After training as a cook at the Fissler Post in Stuttgart-Plieningen and in Veneto under Holger Bodendorf in Wenningstedt on Sylt, Müller worked in the starred restaurants Résidence by Henri Bach in Essen and the orangery by Lutz Niemann in the Maritim Hotel Timmendorfer Strand. Since September 2009 he has been the owner of the Schote restaurant in Essen, which was awarded a star by the Michelin Guide in November 2011. In addition, since the beginning of 2014 he has been running Brasserie Müllers auf der Rü at Essen's Rüttenscheider Stern with specialties from the Ruhr area. He gave up the Wallberg restaurant in Saalbau Essen in March 2015 after six months. The Schote restaurant moved to a new location at the end of May. In June 2020, Müller also opened the Müller's Brasserie at the Burg in the Hotel Burg Schwarzenstein in Geisenheim, Hesse.

== Literature ==

- Meine Rezepte für Body and Soul. Zabert Sandmann, München 2011, ISBN 978-3-89883-300-4.
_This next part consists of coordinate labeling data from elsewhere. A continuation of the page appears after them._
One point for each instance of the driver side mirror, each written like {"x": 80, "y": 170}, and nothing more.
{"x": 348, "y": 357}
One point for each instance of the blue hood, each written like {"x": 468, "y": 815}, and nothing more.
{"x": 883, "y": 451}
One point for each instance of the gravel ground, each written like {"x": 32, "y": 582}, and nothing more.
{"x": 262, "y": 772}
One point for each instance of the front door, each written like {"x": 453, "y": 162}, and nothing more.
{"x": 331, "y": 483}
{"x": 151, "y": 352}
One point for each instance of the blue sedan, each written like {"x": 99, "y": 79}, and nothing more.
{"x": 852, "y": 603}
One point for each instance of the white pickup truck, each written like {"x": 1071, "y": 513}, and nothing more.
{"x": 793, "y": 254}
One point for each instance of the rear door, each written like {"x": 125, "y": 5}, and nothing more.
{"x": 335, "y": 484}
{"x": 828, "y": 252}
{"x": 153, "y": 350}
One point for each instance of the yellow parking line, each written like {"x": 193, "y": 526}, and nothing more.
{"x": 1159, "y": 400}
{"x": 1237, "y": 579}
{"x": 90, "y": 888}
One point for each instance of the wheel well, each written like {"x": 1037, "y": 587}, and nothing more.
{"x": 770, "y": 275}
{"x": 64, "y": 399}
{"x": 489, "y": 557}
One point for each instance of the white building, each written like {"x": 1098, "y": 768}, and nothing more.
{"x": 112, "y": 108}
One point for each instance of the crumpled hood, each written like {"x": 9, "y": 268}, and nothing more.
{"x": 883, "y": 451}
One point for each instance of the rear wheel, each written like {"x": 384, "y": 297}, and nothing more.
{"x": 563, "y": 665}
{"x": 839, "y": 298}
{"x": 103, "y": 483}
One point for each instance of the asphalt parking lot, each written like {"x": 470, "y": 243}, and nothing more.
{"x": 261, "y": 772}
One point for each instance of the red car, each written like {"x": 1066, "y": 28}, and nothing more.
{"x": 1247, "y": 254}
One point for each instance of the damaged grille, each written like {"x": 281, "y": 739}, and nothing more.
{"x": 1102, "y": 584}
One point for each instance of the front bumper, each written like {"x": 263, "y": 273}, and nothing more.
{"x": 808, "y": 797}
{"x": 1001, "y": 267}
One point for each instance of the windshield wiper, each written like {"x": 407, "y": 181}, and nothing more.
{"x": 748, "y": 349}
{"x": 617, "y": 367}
- Vorwort zum Buch Im Kochtopf um die Welt: Mit Panjo und Emmi von Europa nach Afrika, Amerika, Asien und wieder zurück. Ein Kinderkoch- und Erlebnisbuch. von Cookita e.V., Bo-Bo-Verlag, Bochum 2011, ISBN 978-3-9814448-0-3.
- Öfter vegetarisch: Echter Geschmack für Teilzeit-Vegetarier, Dorling Kindersley, München 2016, ISBN 978-3831029877
- Heimatliebe. Meine deutsche Küche. Dorling Kindersley, München 2019, ISBN 978-3-8310-3648-6.